Thanks for humoring me with my idea. There would still need some more detail ironed out before it could be feasible, but this a 'rough draft' of an idea.
Suppose I donated one dollar in the last election. Then fifty cents would have gone to Barrak Obama, and fifty cents would have gone to John McCain assuming only 2 candidates. I know there were more but I am just making the math simple. If anything, this could also help break the 2 party system we currently have by giving more voice power to parties such as the libertarian and green parties.
Then let me throw one at you to see how you would get around it:
One idea that I have heard is to not necessarily limit the amount of money that any person/corporation could give. However whatever money is donated is added to a public pool for every candidate to receive an equal portion of this pool for re-election purposes.
I would think also necessary here is to make it illegal for any candidate to use any money other than those funds given to them from this fund. This would require the candidate to keep good financial record of the election activities*, and that if it is found that they have questionable accounting practices, then either fine them and/or send them to jail depending on the severity of their bad accounting. Only those candidates that were able to spend less than the money allotted them would be eligible for election.
This may seem harsh, but look at the lot of criminals that are already there. I think the key to any congressional reform is to remove any temptation of easy money from external sources, such as campaign contributions to any specific candidate. I think that if you get rid of this, then I would hope that congress would be more concerned about the people and their rulings. This would be their motivation for re-election. If they can make the majority of their districts happy, this would be their political capital for their re-election.

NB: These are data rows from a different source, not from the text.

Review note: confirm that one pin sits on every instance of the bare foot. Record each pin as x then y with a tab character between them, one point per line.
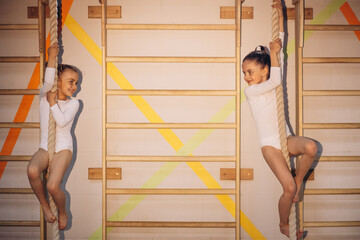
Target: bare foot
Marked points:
49	217
298	189
299	234
63	221
284	229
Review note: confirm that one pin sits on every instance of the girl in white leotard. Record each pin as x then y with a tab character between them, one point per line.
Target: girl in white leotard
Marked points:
261	97
63	110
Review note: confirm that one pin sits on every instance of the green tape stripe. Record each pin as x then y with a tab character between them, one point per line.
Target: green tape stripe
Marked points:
321	18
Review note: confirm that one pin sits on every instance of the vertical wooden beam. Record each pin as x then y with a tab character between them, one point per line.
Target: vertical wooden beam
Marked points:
104	118
238	5
42	54
299	44
42	39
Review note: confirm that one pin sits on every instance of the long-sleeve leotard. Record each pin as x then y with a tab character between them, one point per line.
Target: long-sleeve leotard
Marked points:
262	100
63	112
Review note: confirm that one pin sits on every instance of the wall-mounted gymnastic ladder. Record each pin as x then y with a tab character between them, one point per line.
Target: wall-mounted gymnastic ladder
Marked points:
107	125
300	28
17	126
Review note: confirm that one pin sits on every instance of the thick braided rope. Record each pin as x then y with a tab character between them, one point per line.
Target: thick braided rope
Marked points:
52	124
282	125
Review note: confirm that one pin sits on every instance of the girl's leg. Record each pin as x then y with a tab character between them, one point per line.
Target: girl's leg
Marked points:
37	165
58	167
307	147
278	165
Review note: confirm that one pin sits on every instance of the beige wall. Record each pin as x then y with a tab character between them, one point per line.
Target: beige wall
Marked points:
258	197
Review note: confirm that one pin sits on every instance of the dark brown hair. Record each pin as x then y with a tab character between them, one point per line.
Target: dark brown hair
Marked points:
63	67
260	57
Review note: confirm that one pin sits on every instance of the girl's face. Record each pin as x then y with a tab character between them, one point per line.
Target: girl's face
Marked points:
67	83
254	73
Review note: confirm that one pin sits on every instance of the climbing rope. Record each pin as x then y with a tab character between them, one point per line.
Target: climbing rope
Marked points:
52	124
282	125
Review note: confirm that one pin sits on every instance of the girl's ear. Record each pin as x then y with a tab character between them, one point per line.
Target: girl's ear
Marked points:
265	71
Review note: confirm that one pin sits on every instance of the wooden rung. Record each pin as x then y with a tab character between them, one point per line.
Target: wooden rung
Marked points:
331	93
4	223
19	91
111	11
171	125
173	59
170	27
19	125
33	12
111	174
331	27
19	27
159	191
171	158
19	59
229	12
339	159
331	60
333	224
332	191
16	191
331	125
308	13
229	174
171	224
14	158
171	92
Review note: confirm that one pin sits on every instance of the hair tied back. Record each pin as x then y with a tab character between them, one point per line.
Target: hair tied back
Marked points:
258	49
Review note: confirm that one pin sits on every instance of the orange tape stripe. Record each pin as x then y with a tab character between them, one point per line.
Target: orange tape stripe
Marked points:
350	17
27	100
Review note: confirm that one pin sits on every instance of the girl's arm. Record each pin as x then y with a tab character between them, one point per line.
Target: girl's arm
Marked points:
64	118
53	51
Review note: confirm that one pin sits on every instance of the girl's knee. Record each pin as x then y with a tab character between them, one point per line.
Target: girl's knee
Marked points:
311	148
52	187
33	172
290	190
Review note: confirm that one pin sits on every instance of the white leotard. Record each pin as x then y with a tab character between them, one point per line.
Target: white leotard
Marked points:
63	112
262	100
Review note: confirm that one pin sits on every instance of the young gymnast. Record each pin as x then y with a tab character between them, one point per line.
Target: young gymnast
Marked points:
63	110
261	97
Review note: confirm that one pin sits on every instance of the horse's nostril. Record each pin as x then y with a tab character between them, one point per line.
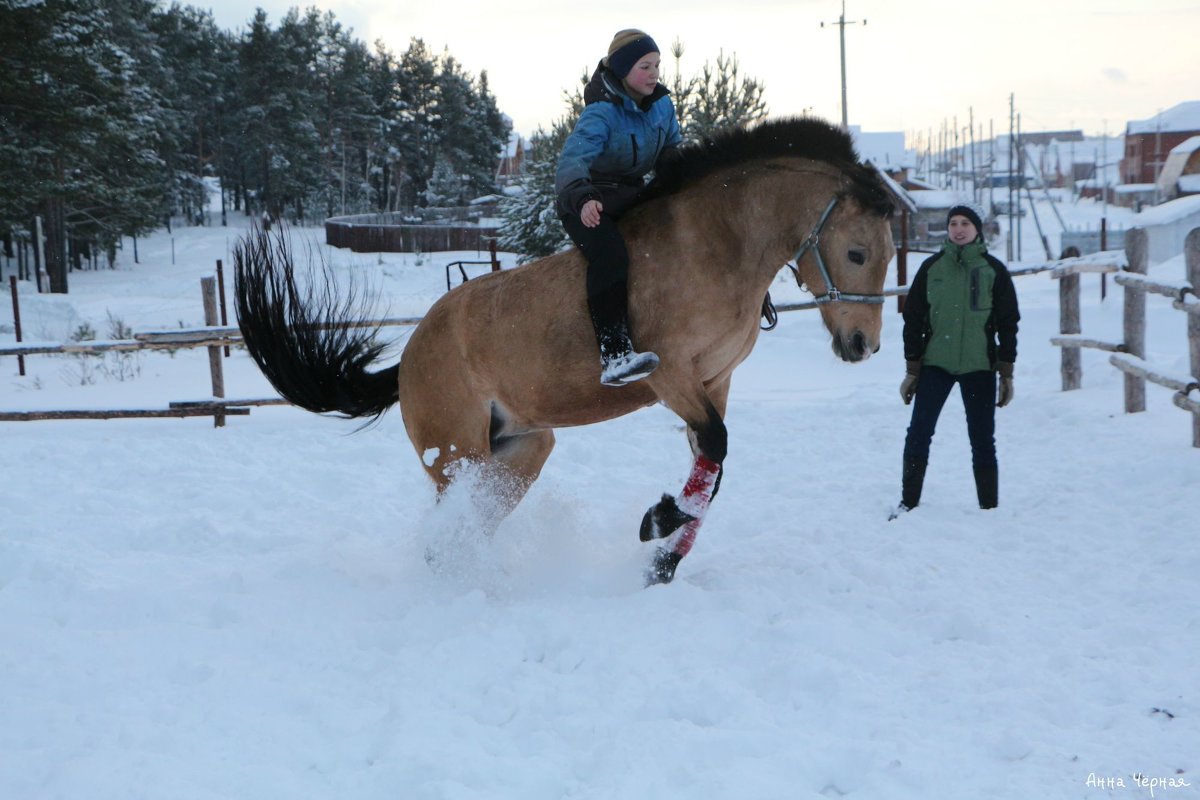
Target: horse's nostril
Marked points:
859	344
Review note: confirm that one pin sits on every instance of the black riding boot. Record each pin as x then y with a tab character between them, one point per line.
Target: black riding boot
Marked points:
911	481
988	486
619	362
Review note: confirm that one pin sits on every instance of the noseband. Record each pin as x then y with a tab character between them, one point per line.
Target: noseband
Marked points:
814	244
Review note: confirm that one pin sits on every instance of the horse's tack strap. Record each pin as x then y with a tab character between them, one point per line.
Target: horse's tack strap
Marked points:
832	293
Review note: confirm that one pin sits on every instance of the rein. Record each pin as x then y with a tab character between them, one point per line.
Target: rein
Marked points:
832	293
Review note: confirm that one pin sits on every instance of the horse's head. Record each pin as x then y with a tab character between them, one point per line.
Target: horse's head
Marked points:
845	262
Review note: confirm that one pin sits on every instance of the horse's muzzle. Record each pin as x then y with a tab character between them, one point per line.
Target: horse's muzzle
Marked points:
853	348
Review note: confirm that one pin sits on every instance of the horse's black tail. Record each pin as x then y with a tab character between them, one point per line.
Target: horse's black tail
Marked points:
313	347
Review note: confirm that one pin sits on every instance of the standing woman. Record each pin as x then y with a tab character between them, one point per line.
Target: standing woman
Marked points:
628	125
959	328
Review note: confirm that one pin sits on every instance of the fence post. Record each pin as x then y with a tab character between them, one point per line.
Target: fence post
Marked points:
1192	258
225	318
16	320
1137	252
1068	323
209	290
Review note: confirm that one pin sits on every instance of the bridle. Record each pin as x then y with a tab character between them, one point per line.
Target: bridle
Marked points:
832	293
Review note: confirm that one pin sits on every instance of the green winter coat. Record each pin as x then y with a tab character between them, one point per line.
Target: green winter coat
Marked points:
961	301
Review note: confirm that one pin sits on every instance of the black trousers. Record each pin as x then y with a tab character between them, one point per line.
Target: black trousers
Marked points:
607	280
978	390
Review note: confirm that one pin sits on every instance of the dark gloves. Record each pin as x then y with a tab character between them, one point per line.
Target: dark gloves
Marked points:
1005	392
909	385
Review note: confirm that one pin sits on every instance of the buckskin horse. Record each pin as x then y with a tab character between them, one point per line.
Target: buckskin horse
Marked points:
501	361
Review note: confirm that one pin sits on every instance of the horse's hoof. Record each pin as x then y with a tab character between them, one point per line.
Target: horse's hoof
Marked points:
663	519
663	569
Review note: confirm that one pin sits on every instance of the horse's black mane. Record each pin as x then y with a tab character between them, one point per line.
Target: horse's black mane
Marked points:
803	137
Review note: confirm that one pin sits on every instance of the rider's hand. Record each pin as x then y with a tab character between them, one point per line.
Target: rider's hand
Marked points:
589	215
909	385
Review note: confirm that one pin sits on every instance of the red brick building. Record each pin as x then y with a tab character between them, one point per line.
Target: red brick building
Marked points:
1149	142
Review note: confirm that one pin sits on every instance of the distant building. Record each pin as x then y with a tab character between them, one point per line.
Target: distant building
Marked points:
886	150
1181	173
1149	142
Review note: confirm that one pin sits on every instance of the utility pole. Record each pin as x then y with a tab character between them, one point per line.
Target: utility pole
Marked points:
841	25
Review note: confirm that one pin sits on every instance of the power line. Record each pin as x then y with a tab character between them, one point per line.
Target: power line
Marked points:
841	25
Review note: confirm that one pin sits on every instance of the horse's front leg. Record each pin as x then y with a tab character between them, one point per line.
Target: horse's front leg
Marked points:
678	518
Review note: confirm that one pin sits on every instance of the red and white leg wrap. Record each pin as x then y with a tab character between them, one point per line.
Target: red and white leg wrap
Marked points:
694	500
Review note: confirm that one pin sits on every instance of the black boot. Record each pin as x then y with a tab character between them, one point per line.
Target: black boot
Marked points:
619	362
911	482
988	486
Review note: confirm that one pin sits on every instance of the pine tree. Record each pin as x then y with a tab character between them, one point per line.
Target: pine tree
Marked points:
719	97
531	224
82	124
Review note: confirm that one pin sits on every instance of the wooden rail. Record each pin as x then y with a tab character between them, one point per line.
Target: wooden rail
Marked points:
1129	355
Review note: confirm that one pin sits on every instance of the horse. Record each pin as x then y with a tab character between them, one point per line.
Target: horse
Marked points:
501	361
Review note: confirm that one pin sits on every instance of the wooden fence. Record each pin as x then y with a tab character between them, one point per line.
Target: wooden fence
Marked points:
220	337
384	233
1129	354
215	336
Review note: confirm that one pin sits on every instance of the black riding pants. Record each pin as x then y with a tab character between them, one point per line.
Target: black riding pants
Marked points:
978	390
607	278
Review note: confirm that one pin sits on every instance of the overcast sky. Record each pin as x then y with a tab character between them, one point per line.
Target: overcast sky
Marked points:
913	66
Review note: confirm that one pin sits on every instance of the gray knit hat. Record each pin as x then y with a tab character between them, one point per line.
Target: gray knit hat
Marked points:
628	47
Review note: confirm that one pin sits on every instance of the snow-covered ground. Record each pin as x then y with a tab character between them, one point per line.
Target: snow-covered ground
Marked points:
199	613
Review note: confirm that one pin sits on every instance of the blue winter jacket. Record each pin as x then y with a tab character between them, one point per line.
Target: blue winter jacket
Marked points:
615	144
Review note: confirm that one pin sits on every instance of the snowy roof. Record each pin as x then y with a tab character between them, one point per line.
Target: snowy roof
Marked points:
1185	116
1176	162
1168	212
900	192
885	149
937	198
1187	145
1133	188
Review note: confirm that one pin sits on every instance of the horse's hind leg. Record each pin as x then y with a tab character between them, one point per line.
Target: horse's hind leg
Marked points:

* If anything, this should be a prerequisite, since the curent congress can't seem to follow a budget. Consider it on the job training for when they are elected to do one of the jobs called out for them in the constitution.
Interesting response. Not trying to troll here. My wife is a scientist, so she has partially warped my mind to think like this. You realize that you yourself have made a generalization that on the surface seems quite plausible. Do you have any direct proof in support of your hypothesis, which I will assume is "Essentially man is a social animal and has an inbuilt desire to fit in with the society that surrounds him/her" Have you found any quotable research showing that your hypothesis has already been proven?
My point here is that until you actually do the research, you can generalize all you want, but that doesn't make it right. Everyone has some sort of anecdotal evidence which could seem to invalidate some research, but does that evidence fall outside of 3 standard deviations for example? Does your anecdotal evidence even have any relation to the original experiment
I am reminded of a recent Daily Show where John Oliver interviewed two different scientists about which primates humans most resemble. (I would link to this, but I am at work and can't get to comedy central). One scientist was arguing that humans were more closely related to Orangutans whereas the other scientist was going with the generally accepted Chimpanzee relationship. John Oliver was trying to get the 'Chimp' scientist to put down the other scientist's research with a 'yo momma' joke. John Oliver Gave the lead in "Yo research is so whack...". The 'Chimp' scientist said, "that it fails to verify the hypothesis".
This is a long way of saying that science is done to find things that seem possibly painfully obvious, and to validate it through experimentation.